Patients’ factors might cast an influence on the development of kidney stone disease distinctly between the two genders. Presenting DM, DBP, LDL, UA, and Glu may be risk factors for males but not for females. SBP and eGFR may serve as a protective factor for males but not for females. As age grew, the risk to develop kidney stones in females continuously ascended, while the risk in males presented a trend to ascend and then descend, which was presumably related to the weakening of the androgen signal.

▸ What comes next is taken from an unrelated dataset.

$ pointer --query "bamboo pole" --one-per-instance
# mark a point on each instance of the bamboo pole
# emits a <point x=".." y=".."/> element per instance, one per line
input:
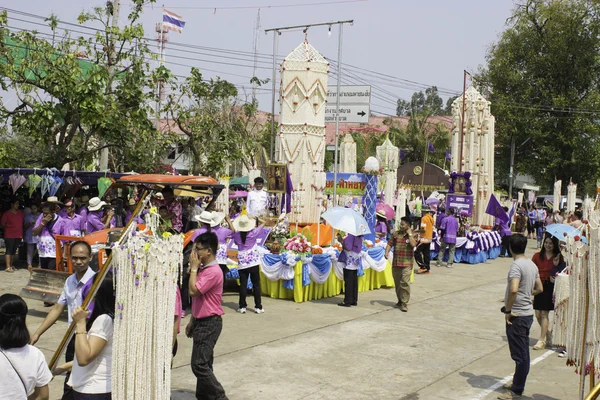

Ethics approval and consent to participate

This study was approved by the institutional review board of Tongji Hospital, Tongji Medical College, Huazhong University of Science and Technology (Approval ID: TJ-C20160115). The study conformed to the ethical guidelines of the Declaration of Helsinki. Consent was waived by the ethics committee.

Author contributions

Jinzhou Xu, Cong Li, Yang Xun, and Shaogang Wang raised the conception and were responsible for the design of the work; Cong Li, Qidong Xia, Junlin Lu, Zhengce Wan, Liu Hu, Xiaomei Lei, and Yongman Lv took responsibility for the acquisition and integrity of the data and the data analysis; Jinzhou Xu, Wei Guan, Yang Xun, and Shaogang Wang have interpreted the results. Jinzhou Xu, and Cong Li have drafted the manuscript; Yang Xun and Shaogang Wang provided intellectual content of critical importance to the work described and all authors were involved in revising the manuscript critically. All authors read and approved the final manuscript, and agreed to be accountable for all aspects of the work in ensuring that questions related to the accuracy or integrity of any part of the work are appropriately investigated and resolved.

Abbreviations
HBP	=	hypertension
DM	=	diabetes mellitus
CHD	=	Coronary heart disease
FL	=	fatty liver
BMI	=	body mass index
SBP	=	systolic blood pressure
DBP	=	diastolic blood pressure
ALT	=	alanine aminotransferase
AST	=	aspartate aminotransferase
TP	=	total protein
Alb	=	albumin
Glo	=	globulin
GGT	=	γ-glutamyl transpeptidase
SCr	=	serum creatinine
eGFR	=	estimated glomerular filtration rate
TBIL	=	total bilirubin
IBIL	=	indirect bilirubin
DBIL	=	direct bilirubin
TC	=	total cholesterol
HDL	=	high-density lipoprotein cholesterol
LDL	=	low-density lipoprotein cholesterol
TG	=	triglycerides
UA	=	uric acid
Glu	=	fasting glucose
UpH	=	Urine pH
OR	=	odds ratio
CI	=	confidence interval

Acknowledgments

We thank all R programming package developers.

Disclosure statement

The authors declare that they have no competing interests.

Data availability statement

Our data is not publicly available considering that individual privacy could be compromised, but are available from the corresponding author on reasonable request.

Additional information

Funding

This research did not receive any specific grant from funding agencies in the public, commercial, or not-for-profit sectors.